Currently, the embodied intelligence sector is experiencing an astonishing surge of capital, rapidly accelerating industrialization. From July 7 to 8 alone, industry financing news exploded: on the morning of July 7, Xingdong Era announced nearly 500 million yuan in Series A financing, co-led by CDH VGC and Haier Capital, with over 200 units delivered this year and more than 50% of orders coming from overseas. That afternoon, Yunshenchu disclosed a new financing round worth hundreds of millions of yuan. On the morning of July 8, Xiaoyu Zhizao announced an A+ round financing of hundreds of millions of yuan.

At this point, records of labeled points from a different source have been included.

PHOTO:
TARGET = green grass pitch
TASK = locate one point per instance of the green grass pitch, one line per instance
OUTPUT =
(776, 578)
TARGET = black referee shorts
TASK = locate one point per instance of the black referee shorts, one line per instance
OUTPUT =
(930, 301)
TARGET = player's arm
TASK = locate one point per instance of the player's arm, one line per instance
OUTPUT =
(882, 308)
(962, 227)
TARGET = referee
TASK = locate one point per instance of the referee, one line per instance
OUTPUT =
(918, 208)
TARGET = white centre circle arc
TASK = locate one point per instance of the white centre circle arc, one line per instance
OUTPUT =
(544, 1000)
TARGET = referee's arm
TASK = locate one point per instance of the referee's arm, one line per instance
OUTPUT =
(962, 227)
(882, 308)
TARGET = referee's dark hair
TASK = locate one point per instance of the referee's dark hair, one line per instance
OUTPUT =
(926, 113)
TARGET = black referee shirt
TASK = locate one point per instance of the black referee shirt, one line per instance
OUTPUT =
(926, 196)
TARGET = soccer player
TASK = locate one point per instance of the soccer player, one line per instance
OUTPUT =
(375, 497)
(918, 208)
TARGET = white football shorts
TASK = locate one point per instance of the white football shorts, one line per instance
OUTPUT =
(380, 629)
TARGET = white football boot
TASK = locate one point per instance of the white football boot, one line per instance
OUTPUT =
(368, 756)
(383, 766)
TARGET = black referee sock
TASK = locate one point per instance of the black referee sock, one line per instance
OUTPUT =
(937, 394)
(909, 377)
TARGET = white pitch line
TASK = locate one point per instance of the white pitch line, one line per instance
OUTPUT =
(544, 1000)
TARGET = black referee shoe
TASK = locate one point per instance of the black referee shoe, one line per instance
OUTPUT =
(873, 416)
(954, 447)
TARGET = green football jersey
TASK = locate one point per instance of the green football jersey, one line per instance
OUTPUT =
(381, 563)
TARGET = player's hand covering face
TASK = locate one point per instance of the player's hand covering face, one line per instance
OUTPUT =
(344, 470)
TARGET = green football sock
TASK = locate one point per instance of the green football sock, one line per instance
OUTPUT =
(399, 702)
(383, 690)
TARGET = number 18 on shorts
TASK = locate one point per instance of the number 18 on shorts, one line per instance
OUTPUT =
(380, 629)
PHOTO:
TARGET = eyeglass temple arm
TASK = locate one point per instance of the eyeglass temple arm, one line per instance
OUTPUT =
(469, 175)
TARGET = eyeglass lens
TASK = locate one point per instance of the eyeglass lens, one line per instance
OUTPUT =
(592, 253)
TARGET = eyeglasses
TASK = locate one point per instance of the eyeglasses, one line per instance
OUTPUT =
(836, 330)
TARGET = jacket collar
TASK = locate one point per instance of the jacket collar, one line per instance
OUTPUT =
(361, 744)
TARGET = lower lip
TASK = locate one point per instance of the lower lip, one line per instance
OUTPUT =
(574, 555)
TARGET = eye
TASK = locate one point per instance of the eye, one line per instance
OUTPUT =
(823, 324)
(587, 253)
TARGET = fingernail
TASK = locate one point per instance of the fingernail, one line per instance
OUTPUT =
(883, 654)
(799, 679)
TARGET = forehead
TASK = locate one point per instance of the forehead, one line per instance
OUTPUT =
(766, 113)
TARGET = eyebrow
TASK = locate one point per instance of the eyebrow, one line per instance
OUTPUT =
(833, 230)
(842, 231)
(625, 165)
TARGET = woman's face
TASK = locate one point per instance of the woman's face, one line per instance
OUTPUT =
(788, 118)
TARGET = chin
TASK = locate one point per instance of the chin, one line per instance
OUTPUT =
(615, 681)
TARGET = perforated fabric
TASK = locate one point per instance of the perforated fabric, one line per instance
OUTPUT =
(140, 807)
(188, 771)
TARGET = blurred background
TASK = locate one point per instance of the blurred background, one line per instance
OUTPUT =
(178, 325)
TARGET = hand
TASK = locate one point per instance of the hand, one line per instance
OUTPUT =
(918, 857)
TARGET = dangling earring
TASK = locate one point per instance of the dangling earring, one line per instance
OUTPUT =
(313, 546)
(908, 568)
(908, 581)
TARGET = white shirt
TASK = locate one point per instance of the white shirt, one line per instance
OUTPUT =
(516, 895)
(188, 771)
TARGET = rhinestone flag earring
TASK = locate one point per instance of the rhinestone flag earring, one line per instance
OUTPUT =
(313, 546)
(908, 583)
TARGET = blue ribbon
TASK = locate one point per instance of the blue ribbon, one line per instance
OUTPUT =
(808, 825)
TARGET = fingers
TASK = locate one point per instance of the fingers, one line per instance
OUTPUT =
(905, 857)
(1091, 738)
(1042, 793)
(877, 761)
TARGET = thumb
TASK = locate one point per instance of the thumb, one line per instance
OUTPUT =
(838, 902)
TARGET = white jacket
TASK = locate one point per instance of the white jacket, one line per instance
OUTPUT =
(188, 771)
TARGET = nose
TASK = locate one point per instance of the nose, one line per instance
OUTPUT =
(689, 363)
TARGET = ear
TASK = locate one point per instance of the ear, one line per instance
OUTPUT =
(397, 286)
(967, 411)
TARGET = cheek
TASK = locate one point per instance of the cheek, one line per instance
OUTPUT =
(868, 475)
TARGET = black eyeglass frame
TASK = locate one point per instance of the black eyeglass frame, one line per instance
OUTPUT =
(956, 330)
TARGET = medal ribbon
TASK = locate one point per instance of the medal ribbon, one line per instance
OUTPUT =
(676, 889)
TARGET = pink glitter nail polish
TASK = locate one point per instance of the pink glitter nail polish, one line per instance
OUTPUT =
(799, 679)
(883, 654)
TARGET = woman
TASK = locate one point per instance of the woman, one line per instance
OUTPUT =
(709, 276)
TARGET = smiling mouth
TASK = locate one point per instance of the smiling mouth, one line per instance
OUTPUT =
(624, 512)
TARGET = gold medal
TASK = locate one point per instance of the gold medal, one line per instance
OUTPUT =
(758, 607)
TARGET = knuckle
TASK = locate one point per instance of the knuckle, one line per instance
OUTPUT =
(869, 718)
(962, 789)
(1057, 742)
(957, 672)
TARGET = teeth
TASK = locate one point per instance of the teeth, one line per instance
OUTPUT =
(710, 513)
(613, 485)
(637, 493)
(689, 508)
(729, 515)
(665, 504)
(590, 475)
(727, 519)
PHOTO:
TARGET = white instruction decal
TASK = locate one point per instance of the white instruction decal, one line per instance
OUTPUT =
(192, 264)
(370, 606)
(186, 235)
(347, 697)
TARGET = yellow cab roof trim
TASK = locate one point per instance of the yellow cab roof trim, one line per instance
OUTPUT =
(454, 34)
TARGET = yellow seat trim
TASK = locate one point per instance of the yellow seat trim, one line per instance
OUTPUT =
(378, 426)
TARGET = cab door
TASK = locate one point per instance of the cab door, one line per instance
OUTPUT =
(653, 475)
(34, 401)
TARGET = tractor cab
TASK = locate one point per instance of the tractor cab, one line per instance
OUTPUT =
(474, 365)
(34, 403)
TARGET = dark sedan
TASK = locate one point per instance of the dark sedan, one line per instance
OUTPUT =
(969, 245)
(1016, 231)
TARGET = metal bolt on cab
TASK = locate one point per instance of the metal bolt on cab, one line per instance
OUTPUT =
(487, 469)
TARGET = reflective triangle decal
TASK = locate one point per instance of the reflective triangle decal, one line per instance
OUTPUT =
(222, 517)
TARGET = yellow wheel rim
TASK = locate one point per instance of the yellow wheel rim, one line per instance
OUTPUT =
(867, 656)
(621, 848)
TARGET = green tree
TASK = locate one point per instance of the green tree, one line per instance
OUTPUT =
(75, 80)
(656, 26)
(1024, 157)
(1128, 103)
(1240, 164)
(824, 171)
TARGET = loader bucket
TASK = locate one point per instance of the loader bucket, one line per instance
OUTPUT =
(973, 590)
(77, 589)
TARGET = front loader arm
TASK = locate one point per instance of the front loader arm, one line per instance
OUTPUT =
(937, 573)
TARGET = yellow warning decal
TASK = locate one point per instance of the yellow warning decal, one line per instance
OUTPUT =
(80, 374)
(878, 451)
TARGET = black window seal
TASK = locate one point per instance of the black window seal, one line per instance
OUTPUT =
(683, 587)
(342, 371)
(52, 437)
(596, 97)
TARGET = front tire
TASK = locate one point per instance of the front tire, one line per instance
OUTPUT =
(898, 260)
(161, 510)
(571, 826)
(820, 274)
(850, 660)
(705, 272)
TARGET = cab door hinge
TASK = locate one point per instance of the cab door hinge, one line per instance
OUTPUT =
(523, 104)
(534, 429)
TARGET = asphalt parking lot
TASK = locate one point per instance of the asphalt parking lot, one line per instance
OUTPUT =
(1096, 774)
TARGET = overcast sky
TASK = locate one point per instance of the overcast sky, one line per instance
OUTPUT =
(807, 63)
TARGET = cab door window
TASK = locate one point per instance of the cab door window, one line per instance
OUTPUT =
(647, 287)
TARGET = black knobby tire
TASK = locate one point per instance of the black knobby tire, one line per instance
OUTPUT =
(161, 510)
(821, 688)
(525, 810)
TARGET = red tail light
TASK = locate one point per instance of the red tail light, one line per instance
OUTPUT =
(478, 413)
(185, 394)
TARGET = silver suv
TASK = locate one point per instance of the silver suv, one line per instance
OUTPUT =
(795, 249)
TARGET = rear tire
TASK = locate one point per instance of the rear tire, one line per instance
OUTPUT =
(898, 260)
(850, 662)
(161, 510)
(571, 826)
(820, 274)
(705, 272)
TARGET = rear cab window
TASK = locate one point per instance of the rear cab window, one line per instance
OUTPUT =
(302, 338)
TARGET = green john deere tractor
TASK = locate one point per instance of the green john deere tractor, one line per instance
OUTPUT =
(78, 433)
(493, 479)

Later that afternoon, ItStone Zhihang completed a $122 million angel+ round led by Meituan, setting a record for angel round financing in China’s embodied intelligence sector.
Clearly, embodied intelligence, which is currently at the critical uphill stage of transitioning from the laboratory to large-scale commercial deployment, requires massive and sustained capital investment. Zhiyuan’s rapid move, following favorable policies such as the “Nine National Measures” and the “Six M&A Measures,” could become a landmark case of industrial capital operation encouraged by policy, while also opening new avenues for high-growth tech companies to access capital markets.At the same time, Zhiyuan’s innovative capital approach not only provides more exit opportunities for the primary market but also offers a second growth curve for some listed companies struggling with transformation.
Under the trend of supporting emerging productive forces, the competition for embodied intelligence concepts in the capital market has intensified. Although the original shareholders of Shangwei New Materials have lost control of the listed company, they can leverage this opportunity to accelerate the company’s transformation and rebirth.However, despite Zhiyuan’s “blitzkrieg” approach rewriting the rules of capitalization for embodied intelligence enterprises, commercialization remains a shared bottleneck in the industry. Whether it is Yushu’s shipment of 100,000 consumer-grade robots or Zhiyuan’s milestone of 1,000 mass-produced units, the profitability puzzle remains unsolved. Beyond capitalization, the greater challenge still lies ahead.